Yes! I had previously noted how Holmes was, in many ways, taking the HN/SV memes seriously, in believing:

- that an entire industry has been doing it wrong

- that it can be fixed by a low-bureaucracy, Angel-funded startup

- that once you have enough success you can just rewrite the laws that were slowing you down

- that no one knows what they're doing anyway, major projects are 100% guesswork, and you should just "fake it till you make it"

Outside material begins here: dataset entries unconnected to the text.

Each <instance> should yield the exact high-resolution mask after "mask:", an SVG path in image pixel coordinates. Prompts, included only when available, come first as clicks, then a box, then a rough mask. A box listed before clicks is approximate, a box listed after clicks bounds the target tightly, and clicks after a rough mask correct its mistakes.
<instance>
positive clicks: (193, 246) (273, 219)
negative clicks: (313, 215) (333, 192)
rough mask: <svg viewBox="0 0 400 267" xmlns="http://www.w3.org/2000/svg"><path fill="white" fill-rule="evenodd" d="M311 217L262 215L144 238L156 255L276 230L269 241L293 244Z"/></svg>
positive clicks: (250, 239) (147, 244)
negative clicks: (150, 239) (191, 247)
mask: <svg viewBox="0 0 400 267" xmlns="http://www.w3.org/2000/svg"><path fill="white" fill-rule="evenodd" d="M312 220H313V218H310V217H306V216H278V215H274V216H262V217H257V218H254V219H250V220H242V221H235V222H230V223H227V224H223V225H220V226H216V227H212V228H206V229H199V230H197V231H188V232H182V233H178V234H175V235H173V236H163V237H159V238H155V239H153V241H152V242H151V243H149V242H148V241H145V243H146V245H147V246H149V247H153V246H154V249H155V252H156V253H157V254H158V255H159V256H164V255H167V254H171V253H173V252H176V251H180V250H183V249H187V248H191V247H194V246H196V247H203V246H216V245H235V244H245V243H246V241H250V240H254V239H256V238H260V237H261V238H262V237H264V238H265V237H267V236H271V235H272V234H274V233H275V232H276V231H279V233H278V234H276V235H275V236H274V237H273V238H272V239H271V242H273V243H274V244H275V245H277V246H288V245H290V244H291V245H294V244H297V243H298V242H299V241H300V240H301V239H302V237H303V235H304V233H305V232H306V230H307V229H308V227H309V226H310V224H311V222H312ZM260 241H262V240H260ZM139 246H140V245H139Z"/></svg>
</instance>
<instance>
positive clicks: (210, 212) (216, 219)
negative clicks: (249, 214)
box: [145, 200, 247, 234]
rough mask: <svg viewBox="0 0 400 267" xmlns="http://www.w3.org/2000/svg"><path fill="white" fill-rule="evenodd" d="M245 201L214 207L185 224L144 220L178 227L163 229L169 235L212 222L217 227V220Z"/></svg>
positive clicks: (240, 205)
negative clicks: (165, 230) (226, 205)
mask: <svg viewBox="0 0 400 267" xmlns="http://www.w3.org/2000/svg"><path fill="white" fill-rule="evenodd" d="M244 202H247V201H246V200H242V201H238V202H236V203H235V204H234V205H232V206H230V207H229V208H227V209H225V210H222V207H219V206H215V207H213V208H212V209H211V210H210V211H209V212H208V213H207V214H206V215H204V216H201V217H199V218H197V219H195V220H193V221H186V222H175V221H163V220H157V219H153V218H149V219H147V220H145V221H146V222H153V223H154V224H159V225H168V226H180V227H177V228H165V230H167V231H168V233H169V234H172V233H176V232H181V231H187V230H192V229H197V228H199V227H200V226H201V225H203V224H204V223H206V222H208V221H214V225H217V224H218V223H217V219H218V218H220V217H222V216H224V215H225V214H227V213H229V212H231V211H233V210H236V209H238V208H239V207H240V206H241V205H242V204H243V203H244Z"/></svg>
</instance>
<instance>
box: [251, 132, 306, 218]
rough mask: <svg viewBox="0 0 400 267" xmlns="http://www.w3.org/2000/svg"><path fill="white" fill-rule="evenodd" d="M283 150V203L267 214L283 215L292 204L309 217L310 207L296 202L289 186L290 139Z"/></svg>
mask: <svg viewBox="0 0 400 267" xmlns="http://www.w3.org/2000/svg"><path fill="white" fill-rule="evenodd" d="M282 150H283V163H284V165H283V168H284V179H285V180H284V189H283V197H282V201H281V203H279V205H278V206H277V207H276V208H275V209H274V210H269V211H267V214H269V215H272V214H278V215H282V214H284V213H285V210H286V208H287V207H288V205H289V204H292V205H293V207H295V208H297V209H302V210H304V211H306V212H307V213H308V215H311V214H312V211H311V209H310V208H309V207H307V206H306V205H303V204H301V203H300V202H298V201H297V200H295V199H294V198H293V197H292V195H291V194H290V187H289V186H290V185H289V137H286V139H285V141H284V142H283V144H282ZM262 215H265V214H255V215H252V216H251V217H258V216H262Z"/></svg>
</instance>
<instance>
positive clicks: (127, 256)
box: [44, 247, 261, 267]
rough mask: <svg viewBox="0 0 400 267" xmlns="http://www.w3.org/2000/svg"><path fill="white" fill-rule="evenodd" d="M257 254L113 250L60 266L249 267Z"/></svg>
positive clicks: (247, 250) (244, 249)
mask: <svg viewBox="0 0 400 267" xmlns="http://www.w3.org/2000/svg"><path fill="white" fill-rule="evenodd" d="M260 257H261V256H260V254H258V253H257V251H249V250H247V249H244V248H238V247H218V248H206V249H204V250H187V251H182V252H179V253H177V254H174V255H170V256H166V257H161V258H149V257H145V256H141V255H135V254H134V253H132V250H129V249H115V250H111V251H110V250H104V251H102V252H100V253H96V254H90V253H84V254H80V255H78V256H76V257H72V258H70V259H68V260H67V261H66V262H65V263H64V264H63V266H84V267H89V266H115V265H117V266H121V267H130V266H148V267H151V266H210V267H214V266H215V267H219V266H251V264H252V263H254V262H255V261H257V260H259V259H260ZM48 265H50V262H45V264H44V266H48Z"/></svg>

- that any skill is just a matter of 10,000 hours of practice

- that you can outsmart an industry before even passing or placing out of sophomore level classes

- that any self-doubt must be Impostor Syndrome, and so it's not worth your time to even check if that doubt has a factual basis

https://news.ycombinator.com/item?id=12068536#12071172

I remember watching an interview where she actually said those things. I would be suspicious with a person who talks like that.
This actually sounds a lot like Donald Trump's campaign message.
I think the problems arise when you've moved beyond exaggerating putative customers' level of interest or how finished the software is to faking a solution which technical experts have very good reason to believe isn't actually achievable, or when your mistakes are likely to kill people. Often these two overlap, because when a solution is as important as life and death and the field is mature enough to actually have experts, you probably shouldn't assume the reason they didn't solve it was because their company culture wasn't as cool as yours.

That's why I'm somewhat more irritated about reading about an apparently very worthy electrical VTOL aircraft project featured on here boast of an apparently purely-hypothetical "300km range" on its website as if other engineers are just idiots for thinking battery weight might prevent that than I am about actually writing marketing material for people that have a lot more ability to solve problems than customers.